Two Trees · Shang Yan · Fengya Luzhou Cuisine
地方菜 · ⭐ 4.4
100 meters northeast of the intersection of Tangmo Road and She County Road (next to Jia Daying Community Residents' Committee)
Dragon Mate tips
If you are traveling in China to visit Hefei, this restaurant is worth a stop for great food. This restaurant is located at 100 meters northeast of the intersection of Tangmo Road and She County Road (next to Jia Daying Community Residents' Committee). It is a 地方菜 place, and the flavors are varies by dish (start with the signature dishes).
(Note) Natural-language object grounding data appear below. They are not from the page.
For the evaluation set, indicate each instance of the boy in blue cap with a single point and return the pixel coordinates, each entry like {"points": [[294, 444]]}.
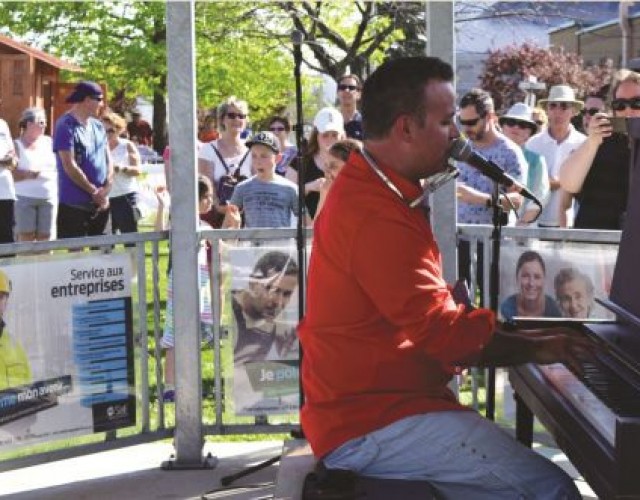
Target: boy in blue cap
{"points": [[266, 199]]}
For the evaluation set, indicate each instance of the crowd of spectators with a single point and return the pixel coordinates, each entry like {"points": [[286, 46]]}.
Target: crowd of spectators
{"points": [[577, 162], [83, 180]]}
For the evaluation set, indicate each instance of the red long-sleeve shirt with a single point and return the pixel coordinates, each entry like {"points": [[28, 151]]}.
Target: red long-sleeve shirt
{"points": [[382, 334]]}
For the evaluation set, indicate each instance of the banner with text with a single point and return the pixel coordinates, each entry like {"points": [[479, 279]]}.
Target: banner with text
{"points": [[66, 347], [261, 303]]}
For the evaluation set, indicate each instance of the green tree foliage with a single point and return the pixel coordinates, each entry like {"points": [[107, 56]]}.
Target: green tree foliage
{"points": [[121, 44], [506, 68], [243, 48]]}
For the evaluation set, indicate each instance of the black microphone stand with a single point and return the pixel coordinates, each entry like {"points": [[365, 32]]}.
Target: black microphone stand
{"points": [[499, 220], [296, 39], [301, 240]]}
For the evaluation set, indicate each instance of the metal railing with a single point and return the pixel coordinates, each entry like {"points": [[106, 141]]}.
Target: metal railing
{"points": [[141, 244]]}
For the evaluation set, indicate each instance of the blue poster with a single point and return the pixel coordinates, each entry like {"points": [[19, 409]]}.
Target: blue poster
{"points": [[66, 347]]}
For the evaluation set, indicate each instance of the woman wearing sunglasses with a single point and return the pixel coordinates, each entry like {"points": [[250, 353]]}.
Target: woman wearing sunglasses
{"points": [[123, 196], [281, 127], [518, 125], [557, 141], [597, 173], [226, 160], [36, 179]]}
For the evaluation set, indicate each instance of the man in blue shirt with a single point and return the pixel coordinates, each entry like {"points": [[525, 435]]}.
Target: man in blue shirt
{"points": [[478, 121], [85, 169]]}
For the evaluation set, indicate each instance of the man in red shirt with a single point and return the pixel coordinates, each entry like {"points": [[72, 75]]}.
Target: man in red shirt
{"points": [[382, 334]]}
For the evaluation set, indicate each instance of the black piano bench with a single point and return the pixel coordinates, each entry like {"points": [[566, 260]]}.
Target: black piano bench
{"points": [[327, 484]]}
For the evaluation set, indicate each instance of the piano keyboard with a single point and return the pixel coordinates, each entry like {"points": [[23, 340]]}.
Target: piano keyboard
{"points": [[600, 395], [586, 402]]}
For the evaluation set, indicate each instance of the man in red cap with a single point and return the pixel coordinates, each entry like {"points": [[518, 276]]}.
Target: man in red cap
{"points": [[85, 169]]}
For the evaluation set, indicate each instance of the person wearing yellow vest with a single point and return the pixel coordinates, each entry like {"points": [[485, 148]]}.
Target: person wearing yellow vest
{"points": [[14, 365]]}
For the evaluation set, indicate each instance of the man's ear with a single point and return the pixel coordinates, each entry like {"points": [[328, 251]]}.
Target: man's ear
{"points": [[404, 127]]}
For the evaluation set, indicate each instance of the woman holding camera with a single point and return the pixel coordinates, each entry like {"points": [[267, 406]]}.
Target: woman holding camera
{"points": [[597, 172]]}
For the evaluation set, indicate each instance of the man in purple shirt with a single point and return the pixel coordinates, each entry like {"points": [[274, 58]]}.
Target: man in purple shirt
{"points": [[85, 169]]}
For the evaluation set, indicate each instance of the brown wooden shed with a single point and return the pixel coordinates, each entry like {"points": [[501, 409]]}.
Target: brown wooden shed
{"points": [[29, 77]]}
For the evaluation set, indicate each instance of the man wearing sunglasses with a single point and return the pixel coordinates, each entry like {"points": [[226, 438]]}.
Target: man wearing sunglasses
{"points": [[556, 143], [597, 173], [85, 168], [348, 96], [478, 121]]}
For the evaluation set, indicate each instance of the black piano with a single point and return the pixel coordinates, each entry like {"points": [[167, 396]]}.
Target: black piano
{"points": [[595, 416]]}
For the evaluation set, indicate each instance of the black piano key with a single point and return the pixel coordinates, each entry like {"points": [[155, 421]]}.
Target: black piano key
{"points": [[610, 388]]}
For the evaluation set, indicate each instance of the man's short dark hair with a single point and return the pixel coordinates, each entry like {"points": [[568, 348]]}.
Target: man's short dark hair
{"points": [[274, 262], [397, 88], [353, 77], [480, 99]]}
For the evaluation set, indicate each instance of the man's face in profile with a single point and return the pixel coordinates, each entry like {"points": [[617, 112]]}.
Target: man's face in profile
{"points": [[266, 298]]}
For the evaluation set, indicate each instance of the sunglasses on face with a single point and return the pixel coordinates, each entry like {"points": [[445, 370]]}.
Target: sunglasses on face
{"points": [[511, 122], [621, 104], [469, 123], [350, 88], [233, 116], [562, 105], [591, 111]]}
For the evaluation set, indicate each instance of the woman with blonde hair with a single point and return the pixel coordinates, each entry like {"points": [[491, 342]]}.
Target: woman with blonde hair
{"points": [[124, 194], [226, 160], [36, 179]]}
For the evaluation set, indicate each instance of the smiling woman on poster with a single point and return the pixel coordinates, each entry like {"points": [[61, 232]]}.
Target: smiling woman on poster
{"points": [[530, 299], [14, 365]]}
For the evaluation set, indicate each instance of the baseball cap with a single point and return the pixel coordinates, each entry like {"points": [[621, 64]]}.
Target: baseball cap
{"points": [[5, 283], [329, 119], [266, 139], [83, 90], [31, 115]]}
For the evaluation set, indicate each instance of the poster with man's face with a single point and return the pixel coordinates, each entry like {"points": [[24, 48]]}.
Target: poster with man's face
{"points": [[261, 300], [553, 280]]}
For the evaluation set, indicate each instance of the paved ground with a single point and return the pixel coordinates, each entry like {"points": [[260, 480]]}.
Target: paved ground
{"points": [[134, 473]]}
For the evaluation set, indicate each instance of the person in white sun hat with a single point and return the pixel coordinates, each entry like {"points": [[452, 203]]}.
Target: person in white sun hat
{"points": [[328, 128], [556, 143], [518, 125]]}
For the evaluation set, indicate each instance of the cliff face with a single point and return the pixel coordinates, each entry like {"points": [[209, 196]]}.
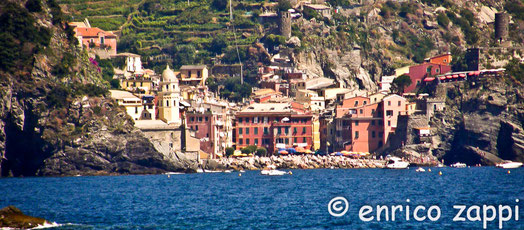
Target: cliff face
{"points": [[483, 122], [55, 115]]}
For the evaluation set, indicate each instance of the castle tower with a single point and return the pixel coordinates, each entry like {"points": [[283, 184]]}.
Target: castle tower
{"points": [[169, 98], [284, 25], [501, 26]]}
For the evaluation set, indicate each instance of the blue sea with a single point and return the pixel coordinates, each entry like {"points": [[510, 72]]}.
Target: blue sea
{"points": [[254, 201]]}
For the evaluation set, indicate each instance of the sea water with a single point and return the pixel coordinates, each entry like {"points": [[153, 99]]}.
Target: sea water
{"points": [[249, 200]]}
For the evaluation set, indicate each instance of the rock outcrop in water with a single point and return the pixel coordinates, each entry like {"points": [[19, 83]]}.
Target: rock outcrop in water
{"points": [[12, 217], [483, 122], [55, 114]]}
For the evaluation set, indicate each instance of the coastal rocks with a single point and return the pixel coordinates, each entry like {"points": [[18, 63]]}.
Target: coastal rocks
{"points": [[482, 123], [299, 162], [12, 217]]}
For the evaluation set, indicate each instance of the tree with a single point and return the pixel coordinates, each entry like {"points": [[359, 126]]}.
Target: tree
{"points": [[218, 44], [219, 5], [261, 152], [230, 151], [400, 83]]}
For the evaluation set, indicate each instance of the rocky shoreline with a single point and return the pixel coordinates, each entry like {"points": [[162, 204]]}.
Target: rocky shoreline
{"points": [[298, 162]]}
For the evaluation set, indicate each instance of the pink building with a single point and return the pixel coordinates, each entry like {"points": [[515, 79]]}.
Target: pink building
{"points": [[362, 126], [93, 37], [273, 126], [418, 72]]}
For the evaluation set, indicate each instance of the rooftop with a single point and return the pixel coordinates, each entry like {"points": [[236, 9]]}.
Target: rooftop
{"points": [[120, 94], [191, 67]]}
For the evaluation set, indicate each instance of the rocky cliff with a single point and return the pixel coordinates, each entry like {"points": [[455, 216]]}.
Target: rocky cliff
{"points": [[55, 114], [483, 122]]}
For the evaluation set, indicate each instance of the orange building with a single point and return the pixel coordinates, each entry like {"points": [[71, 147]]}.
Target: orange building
{"points": [[361, 126], [443, 59], [92, 37]]}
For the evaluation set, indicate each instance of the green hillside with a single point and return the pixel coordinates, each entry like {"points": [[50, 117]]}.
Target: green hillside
{"points": [[105, 14]]}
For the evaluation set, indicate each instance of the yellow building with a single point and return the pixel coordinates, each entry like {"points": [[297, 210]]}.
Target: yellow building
{"points": [[193, 75], [316, 133], [169, 98]]}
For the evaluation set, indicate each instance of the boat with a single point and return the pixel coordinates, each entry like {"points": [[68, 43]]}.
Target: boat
{"points": [[273, 172], [458, 165], [396, 163], [508, 165]]}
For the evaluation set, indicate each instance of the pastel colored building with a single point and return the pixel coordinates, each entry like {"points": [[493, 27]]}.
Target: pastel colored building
{"points": [[363, 126], [195, 75], [418, 72], [94, 37], [211, 124], [443, 59], [273, 126], [169, 98]]}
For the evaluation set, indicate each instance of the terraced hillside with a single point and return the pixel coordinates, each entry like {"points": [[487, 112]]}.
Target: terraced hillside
{"points": [[105, 14]]}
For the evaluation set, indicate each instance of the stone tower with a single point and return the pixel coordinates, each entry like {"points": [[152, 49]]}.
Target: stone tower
{"points": [[501, 26], [284, 25], [169, 98]]}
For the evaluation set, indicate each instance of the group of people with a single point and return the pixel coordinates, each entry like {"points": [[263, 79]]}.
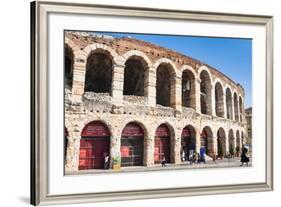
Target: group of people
{"points": [[194, 157], [191, 156]]}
Dragon Mate recommends you try: Wanfo Lake Organic Fish (Two Ways), Braised Beef Brisket in Traditional Style, Headliner LuZhou Roast Duck.
If you do not eat pork, make sure to use Dragon Mate voice to clearly tell the staff “no pork” before ordering.
Restaurant guide
- City: Hefei
- Category: 地方菜
- Rating: 4.4
- Address: 100 meters northeast of the intersection of Tangmo Road and She County Road (next to Jia Daying Community Residents' Committee)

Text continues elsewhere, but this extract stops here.